RECOMMENDATION 13 Create a new system of science assessment and monitoring. State science education leaders should create a long-term plan to develop and implement a new system of state science assessments that are designed to measure the performance expectations in the Next Generation Science Standards. The system should incorporate multiple elements, including on-demand tests, classroom-embedded assessments, and measures of opportunity to learn at the state or district level. When possible, state science education leaders and those responsible for state assessment should consider developing partnerships, perhaps with other states, to facilitate the work of developing new science assessments.
RECOMMENDATION 14 Help teachers develop appropriate formative assessment strategies. School leaders need to ensure that professional development for science teachers covers issues of assessment and supports teachers in using formative assessment of student thinking to inform ongoing instruction.
The Next Generation Science Standards (NGSS) describe specific goals for science learning in the form of performance expectations, statements about what students should know and be able to do at each grade level.
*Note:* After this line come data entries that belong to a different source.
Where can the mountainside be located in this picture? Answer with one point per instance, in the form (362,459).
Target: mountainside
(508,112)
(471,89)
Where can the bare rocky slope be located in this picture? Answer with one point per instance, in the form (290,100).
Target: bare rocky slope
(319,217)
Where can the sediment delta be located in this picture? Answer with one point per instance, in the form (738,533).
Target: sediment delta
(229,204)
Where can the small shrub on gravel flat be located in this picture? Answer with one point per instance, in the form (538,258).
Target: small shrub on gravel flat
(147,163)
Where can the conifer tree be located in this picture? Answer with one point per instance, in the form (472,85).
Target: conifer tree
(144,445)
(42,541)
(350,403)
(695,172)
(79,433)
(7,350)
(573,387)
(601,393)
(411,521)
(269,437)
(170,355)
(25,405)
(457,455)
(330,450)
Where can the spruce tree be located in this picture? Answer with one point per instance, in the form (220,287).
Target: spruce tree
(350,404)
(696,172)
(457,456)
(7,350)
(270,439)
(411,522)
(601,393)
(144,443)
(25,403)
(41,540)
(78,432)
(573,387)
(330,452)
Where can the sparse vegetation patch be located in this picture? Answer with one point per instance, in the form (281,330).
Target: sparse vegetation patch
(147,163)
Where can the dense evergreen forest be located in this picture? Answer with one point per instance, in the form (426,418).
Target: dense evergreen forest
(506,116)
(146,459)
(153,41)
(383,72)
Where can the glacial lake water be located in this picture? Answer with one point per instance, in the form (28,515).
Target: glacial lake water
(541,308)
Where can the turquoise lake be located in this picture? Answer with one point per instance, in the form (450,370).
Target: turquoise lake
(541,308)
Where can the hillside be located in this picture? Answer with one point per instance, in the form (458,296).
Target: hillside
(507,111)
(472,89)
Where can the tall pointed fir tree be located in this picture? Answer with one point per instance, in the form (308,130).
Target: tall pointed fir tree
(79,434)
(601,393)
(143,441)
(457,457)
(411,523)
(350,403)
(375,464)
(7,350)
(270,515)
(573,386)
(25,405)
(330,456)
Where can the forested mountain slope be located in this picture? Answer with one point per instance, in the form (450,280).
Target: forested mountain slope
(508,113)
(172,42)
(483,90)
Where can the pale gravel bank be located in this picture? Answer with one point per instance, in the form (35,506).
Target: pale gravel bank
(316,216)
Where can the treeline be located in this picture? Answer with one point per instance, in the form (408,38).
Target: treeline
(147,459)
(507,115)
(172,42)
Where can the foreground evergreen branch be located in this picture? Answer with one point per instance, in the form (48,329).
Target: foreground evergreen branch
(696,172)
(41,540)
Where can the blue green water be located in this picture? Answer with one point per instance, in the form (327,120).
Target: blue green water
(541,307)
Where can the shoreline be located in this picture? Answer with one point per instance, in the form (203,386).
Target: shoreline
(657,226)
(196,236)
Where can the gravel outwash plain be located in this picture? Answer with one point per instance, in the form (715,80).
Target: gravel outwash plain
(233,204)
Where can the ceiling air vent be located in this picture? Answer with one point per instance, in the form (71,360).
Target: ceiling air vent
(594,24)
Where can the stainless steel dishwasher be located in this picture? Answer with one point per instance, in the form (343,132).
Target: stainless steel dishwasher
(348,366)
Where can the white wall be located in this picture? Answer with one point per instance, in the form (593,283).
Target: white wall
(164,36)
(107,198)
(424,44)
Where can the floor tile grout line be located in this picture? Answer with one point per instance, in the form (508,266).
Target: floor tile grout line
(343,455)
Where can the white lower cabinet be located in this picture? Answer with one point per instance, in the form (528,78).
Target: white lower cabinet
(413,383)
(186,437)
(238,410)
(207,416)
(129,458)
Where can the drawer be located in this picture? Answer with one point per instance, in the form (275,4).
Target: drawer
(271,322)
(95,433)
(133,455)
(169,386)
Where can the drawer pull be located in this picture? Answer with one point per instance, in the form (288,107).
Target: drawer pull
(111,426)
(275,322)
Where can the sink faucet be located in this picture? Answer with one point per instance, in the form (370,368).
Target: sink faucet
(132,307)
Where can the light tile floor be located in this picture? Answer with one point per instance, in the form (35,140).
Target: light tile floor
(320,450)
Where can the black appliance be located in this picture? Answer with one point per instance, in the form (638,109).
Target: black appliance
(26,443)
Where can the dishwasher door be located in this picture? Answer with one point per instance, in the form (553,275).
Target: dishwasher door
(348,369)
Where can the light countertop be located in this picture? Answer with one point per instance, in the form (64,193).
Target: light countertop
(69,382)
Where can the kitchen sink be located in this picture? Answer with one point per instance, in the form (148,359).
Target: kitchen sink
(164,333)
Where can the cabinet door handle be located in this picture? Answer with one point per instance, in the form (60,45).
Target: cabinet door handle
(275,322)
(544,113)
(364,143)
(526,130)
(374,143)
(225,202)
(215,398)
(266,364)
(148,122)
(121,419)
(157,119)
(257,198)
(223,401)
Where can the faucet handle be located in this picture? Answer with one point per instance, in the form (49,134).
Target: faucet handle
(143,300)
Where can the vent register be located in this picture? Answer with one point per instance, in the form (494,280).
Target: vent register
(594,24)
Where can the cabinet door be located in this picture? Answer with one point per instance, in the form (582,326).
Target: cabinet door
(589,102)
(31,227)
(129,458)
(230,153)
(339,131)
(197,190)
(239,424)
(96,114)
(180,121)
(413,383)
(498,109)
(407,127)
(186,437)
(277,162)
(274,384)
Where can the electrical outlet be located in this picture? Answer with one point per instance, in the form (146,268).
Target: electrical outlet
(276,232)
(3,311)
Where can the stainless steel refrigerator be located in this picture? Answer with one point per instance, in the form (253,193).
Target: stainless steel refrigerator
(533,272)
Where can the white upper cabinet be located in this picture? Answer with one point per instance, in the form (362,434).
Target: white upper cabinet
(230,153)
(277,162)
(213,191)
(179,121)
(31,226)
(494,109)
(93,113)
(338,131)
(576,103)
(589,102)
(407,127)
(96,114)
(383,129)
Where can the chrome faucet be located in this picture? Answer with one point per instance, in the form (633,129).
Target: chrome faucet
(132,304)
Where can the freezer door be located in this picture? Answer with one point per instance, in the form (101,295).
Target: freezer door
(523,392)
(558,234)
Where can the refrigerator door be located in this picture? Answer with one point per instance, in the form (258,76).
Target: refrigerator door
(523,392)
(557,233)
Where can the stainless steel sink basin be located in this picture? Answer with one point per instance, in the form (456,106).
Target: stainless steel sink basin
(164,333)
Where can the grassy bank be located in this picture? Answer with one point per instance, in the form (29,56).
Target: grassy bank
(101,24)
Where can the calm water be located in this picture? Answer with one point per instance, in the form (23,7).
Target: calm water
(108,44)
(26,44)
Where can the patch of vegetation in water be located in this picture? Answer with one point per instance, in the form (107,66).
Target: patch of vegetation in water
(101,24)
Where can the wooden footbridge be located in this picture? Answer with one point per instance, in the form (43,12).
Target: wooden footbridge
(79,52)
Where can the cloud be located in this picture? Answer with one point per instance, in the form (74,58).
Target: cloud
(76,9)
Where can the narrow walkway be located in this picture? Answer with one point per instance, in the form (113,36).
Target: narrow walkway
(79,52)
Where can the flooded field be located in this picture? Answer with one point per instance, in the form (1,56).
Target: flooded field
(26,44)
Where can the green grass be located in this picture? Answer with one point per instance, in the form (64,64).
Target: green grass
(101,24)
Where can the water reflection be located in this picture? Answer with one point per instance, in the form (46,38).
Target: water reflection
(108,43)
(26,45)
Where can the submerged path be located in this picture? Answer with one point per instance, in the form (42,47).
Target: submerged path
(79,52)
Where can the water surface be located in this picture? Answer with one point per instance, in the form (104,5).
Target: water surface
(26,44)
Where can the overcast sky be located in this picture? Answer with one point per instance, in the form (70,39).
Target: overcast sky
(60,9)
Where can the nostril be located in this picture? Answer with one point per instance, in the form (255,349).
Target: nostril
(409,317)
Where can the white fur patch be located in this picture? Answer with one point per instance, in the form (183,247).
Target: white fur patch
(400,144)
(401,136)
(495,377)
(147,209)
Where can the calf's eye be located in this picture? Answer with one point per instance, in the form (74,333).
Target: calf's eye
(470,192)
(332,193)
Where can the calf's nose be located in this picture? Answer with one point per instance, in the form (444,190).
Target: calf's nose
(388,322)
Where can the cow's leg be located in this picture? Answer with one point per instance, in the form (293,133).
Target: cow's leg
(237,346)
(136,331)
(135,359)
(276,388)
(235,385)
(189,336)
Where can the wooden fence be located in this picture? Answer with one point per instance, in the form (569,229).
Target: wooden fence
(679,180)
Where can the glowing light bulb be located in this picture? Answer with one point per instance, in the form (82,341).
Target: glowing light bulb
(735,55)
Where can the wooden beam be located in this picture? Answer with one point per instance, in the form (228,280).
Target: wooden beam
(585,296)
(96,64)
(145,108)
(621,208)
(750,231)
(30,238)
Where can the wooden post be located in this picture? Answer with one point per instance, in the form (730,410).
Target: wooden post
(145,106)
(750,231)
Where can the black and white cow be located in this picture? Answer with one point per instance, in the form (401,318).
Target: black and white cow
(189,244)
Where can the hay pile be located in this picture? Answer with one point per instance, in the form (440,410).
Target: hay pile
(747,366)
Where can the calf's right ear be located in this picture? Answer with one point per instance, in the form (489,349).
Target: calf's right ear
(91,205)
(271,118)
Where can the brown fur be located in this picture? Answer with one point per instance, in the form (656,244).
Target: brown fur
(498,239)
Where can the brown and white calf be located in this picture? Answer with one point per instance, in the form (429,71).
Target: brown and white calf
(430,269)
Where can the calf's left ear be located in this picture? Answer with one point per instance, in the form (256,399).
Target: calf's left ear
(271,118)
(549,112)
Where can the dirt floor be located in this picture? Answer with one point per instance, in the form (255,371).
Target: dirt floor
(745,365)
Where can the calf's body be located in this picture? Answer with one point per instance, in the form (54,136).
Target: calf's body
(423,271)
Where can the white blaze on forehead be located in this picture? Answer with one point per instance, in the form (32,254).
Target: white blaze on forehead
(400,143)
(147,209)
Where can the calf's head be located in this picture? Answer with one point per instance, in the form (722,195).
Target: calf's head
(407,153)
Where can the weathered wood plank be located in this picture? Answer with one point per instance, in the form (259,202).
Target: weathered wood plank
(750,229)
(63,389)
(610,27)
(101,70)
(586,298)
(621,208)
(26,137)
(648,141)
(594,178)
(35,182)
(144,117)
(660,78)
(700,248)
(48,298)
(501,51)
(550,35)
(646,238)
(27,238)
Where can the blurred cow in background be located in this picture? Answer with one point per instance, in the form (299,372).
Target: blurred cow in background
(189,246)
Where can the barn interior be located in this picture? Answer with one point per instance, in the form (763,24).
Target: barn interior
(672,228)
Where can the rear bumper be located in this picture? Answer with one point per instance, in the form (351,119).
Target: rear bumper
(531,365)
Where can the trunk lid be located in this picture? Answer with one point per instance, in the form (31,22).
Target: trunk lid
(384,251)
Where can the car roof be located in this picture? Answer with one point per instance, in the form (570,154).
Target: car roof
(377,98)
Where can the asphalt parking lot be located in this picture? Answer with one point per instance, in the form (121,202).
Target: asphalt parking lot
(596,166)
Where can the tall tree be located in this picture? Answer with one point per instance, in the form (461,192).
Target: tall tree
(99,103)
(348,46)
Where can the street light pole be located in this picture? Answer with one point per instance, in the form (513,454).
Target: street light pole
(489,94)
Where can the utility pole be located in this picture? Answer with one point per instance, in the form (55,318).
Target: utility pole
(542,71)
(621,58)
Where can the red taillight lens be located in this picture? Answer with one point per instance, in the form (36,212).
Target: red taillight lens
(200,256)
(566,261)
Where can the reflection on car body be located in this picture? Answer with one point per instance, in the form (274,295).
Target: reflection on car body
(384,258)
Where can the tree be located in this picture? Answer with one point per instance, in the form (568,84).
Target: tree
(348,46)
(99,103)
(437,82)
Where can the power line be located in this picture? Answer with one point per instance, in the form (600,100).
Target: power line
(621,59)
Each performance expectation incorporates a practice in the context of a core idea and may also require students to call on a particular crosscutting concept.1
The performance expectations place significant demands on science learning at every grade level. It will not be feasible to assess each performance expectation for a given grade level during a single assessment occasion. Students will need multiple assessment opportunities—using a variety of formats—to demonstrate that their competence meets the expectations for a given grade level.
Measuring the performance expectations in the NGSS and providing all stakeholders—students, teachers, administrators, policy makers, and the public—with the information each needs about student learning will require assessments that are different in key ways from current science assessments. Specifically, the tasks designed to assess the performance expectations in the NGSS will need the following characteristics:
- include multiple components that reflect the connected use of different scientific practices in the context of interconnected disciplinary ideas and crosscutting concepts;
- address the progressive nature of learning by providing information about where students fall on a continuum between expected beginning and ending points in a given unit or grade; and
- include an interpretive system for evaluating a range of student products that are specific enough to be useful for helping teachers understand the range of student responses and, for formative assessment, provide tools that can help teachers decide on next steps in instruction.
The National Research Council (2014a) report on assessment provides numerous examples of the kinds of assessment tasks that have these characteristics.
Building on the advice in previous National Research Council reports (2006a, 2012, 2014a), the committee recommends a systems approach to science assessment. The system should include a range of assessment strategies that
______________
1For a detailed discussion and analysis of assessment, see National Research Council (2014a), on which this chapter is based.
are designed to answer different kinds of questions for different stakeholders (students, teachers, administrators, policy makers, and the public). Such a system needs to include three components:
- assessments designed to support classroom instruction,
- assessments designed to monitor science learning on a broader scale, and
- a series of indicators to track whether students are provided with adequate opportunity to learn science in the ways laid out in A Framework for K-12 Science Education: Practices, Crosscutting Concepts, and Core Ideas (hereafter referred to as “the Framework”) and the NGSS.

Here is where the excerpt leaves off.